Im Zentrum steht der Schauspieler Idan Weiss, der Kafka mit einer stillen Intensität verkörpert, die über bloße äußerliche Ähnlichkeit hinausgeht. Sein Körper wirkt oft gehetzt, als sei er ständig von unsichtbaren Mächten bedrängt, sein Blick verliert sich in einer Mischung aus Verzweiflung und staunender Distanz. Diese physische Präsenz macht deutlich, dass Kafka nicht einfach als literarischer Mythos präsentiert wird, sondern als Mensch, der unter den Zwängen seiner Umwelt und den Dämonen seines Inneren litt. Doch genau hier setzt das Drehbuch die entscheidende Ambivalenz: Will es den Menschen hinter der Legende sichtbar machen – oder doch eher den Mythos fortschreiben, der sich längst verselbstständigt hat?

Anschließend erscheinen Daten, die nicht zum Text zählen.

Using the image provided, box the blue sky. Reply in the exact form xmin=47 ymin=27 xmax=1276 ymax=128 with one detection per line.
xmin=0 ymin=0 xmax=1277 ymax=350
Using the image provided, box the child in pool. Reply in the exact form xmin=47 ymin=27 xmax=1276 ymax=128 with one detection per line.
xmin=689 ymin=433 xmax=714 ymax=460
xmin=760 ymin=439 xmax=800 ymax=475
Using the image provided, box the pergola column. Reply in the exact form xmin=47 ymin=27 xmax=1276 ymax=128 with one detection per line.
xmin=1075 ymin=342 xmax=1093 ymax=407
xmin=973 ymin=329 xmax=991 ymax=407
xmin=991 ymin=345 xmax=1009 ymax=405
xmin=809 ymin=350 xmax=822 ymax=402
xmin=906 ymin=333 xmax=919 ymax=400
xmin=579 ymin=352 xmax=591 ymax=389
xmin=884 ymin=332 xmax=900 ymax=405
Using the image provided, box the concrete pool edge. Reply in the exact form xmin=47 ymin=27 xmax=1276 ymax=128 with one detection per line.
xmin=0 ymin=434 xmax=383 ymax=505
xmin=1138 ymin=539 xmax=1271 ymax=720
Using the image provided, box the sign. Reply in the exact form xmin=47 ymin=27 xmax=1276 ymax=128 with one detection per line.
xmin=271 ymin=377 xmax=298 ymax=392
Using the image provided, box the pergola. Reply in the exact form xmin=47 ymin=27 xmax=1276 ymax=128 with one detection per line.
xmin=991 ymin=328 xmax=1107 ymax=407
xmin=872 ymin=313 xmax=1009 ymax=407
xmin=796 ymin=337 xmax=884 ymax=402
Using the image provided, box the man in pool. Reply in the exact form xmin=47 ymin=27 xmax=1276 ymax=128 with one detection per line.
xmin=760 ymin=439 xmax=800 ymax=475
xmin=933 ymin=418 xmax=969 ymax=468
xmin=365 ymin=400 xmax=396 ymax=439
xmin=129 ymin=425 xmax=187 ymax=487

Der Film zeichnet Kafka als Getriebenen, dessen Alltag von Pflichten, Schuldgefühlen und familiären Erwartungen bestimmt wird. Man ahnt, wie diese erdrückende Lebenssituation zur Folie für jene düsteren Visionen wurde, die später in Werken wie Der Prozess oder Das Schloss verdichtet erschienen. Doch das eigentliche Entstehen dieser Texte bleibt weitestgehend ausgespart. Statt das kreative Ringen zu zeigen, begnügt sich Holland meist mit Gesprächen unter Freunden oder Andeutungen, die eher das Rätselhafte unterstreichen, als es aufzuschlüsseln. Das Ungreifbare wird zum zentralen Motiv – was durchaus konsequent ist, aber zugleich eine Leerstelle hinterlässt.
Mit zunehmender Laufzeit rückt Holland stärker von der individuellen Biografie ab und öffnet den Blick auf die Gegenwart. Sie bricht die vierte Wand, lässt Touristen in Prag Kafka-Hamburger verspeisen und integriert Szenen, die als klare Kommentare zu Konsumkultur und Erinnerungspolitik gelesen werden müssen. Diese Einschübe sind zwar unübersehbar in ihrer Botschaft, doch sie nehmen dem Publikum jede Möglichkeit zur eigenen Deutung. Statt subtiler Verfremdung herrscht plakativer Zeigefinger. So entsteht ein Spannungsverhältnis: Auf der einen Seite ein Schauspieler, der Kafka mit leiser Intensität greifbar macht, auf der anderen Seite eine Regisseurin, die das Publikum mit allzu deutlichen Metaphern konfrontiert.
Gerade in diesen Momenten verliert Franz K. an erzählerischer Sogwirkung. Das Spiel mit Symbolen und Reflexionen mag intellektuell anregend sein, doch es wirkt oft überdeutlich und beraubt die Inszenierung jener Vielschichtigkeit, die Kafka selbst so unerschöpflich macht. Der Film will zugleich Biopic, Essay und kulturkritischer Kommentar sein – und droht damit, zwischen all diesen Ebenen zerrieben zu werden.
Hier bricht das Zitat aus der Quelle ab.